Liebe Followers, eben erreichte mich folgende Facebookmail : [hier stand der volle Name], wohnhaft in [hier stand ein Ort] schrieb:“ Willst du mal einen schönen Schw*** sehen, Gerade geduscht und frisch rasiert.“ Zusätzlich hat er noch eine Datei mitgeschickt, die ich nicht öffnen werde.

NEIN HERR [Name], ich möchte weder Ihr Geschlechtsteil,noch die Geschlechtsteile anderer Fans sehen.

Anzeige folgt.

Diesen Eintrag sendete Hochsprung-Europameisterin Ariane Friedrich letzte Woche an ihre damals* 10.000 Fans bei Facebook. Ihr Ziel: Den Namen des vermeintlichen Perverslings in den Cyberspace zu katapultieren, wohl als Abschreckung für andere . Dass diese vier Zeilen ihren eigenen Namen in fast alle Blätter der Republik katapultieren würden, hätte sie wohl nicht gedacht.

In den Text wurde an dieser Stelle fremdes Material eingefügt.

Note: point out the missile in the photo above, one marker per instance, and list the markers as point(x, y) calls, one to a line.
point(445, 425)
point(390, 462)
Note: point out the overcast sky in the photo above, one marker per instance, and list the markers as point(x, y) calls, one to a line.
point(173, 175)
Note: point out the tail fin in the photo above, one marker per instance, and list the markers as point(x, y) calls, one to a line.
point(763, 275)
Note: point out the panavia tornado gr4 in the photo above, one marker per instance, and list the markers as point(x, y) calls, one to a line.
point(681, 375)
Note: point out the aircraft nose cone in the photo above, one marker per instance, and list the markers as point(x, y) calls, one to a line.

Für ihre Aktion bekommt die Sportlerin viel Beifall (8.000x „gefällt mir“ auf diesen Eintrag) – aber auch viel Kritik. Was problematisch an ihrer Vorgehensweise ist, liegt auf der Hand: Bei der Anmeldung bei Facebook muss sich niemand ausweisen. Jeder kann sich als Hans Dampf, Helmut Kohl oder Ariane Friedrich anmelden. Nichts belegt, dass hinter dem Profil von XY auch wirklich ein XY steckt. Und selbst wenn: Es gibt in Deutschland – das haben eifrige Hobbydetektive sofort herausgefunden – mehrere mit diesem Namen, sogar mehrere, die in dem von Friedrich genannten Ort leben. Ob einer von ihnen der Absender der obszönen Nachricht ist? Oder ob der Account nicht einfach von einem halblustigen Zeitgenossen gekapert wurde, weil jemand den Namen seines Hundes als Passwort hat(te)?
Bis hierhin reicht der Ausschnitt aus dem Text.